The SC set aside the finding of the HC that enactment of clause (f) of Section   43B has been triggered by the legislature solely to nullify the dicta of the Supreme Court in Bharat Earth Movers   vs. Commissioner of   Income Tax, Karnataka {(2000) 6 SCC 645}. It was held by the SC that upon being invalidated by the Court, the legislature is free to diagnose such law and alter the invalid elements thereof. In doing so, the legislature is not declaring the opinion of the Court to be invalid.
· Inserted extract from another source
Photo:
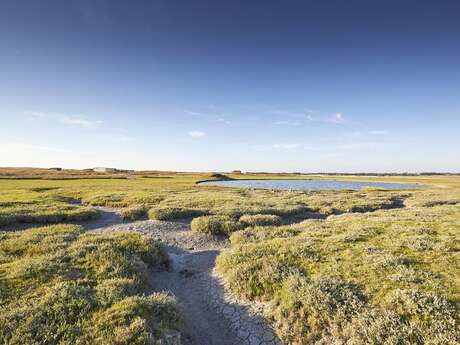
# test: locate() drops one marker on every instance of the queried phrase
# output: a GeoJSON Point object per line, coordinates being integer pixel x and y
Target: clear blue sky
{"type": "Point", "coordinates": [221, 85]}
It was concluded that merely because a certain liability has been declared to be a present liability by the Court as per the prevailing enactment, it does not follow that legislature is denuded of its power to correct the mischief with prospective effect, including to create a new liability,   exempt   an   existing   liability,   create   a   deduction   or subject   an   existing   deduction   to   new   regulatory   measures. It was held that the   Court   cannot   venture   into   hypothetical spheres   while   adjudging   constitutionality   of   a   duly   enacted provision   and   unfounded   limitations   cannot   be   read   into   the process of judicial review. It was held that the plea that clause (f) of Section   43B  has been enacted with the sole purpose to defeat the said judgment of the Supreme Court is misconceived.

In this appeal, the constitutional validity of clause (f) of Section   43B   of   the Income   Tax   Act, 1961 arose   for consideration before the SC, as a result of the decision of the High Court at Calcutta, wherein it is held that the said clause is arbitrary and violative of Article 14 of the Constitution of India. The judgment of the Calcutta High Court was found to be not sustainable by the SC and was set aside.
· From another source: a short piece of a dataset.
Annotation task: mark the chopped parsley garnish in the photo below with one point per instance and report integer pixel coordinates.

It was held that the position of law leaves no manner of doubt   as   regards   the   legitimacy   of   enacting   clause   (f) of Section   43B. It was held that the respondents   have   neither   made   a   case   of   non­-existence   of competence   nor   demonstrated   any   constitutional   infirmity   in clause (f) of Section   43B.

In view of the above, the appeal   was   allowed by the SC.     Accordingly,   the   impugned judgment of the Division Bench of the High Court was reversed and clause   (f)   in   Section   43B   of   the   1961   Act   was   held   to   be constitutionally valid and operative for all purposes by the SC.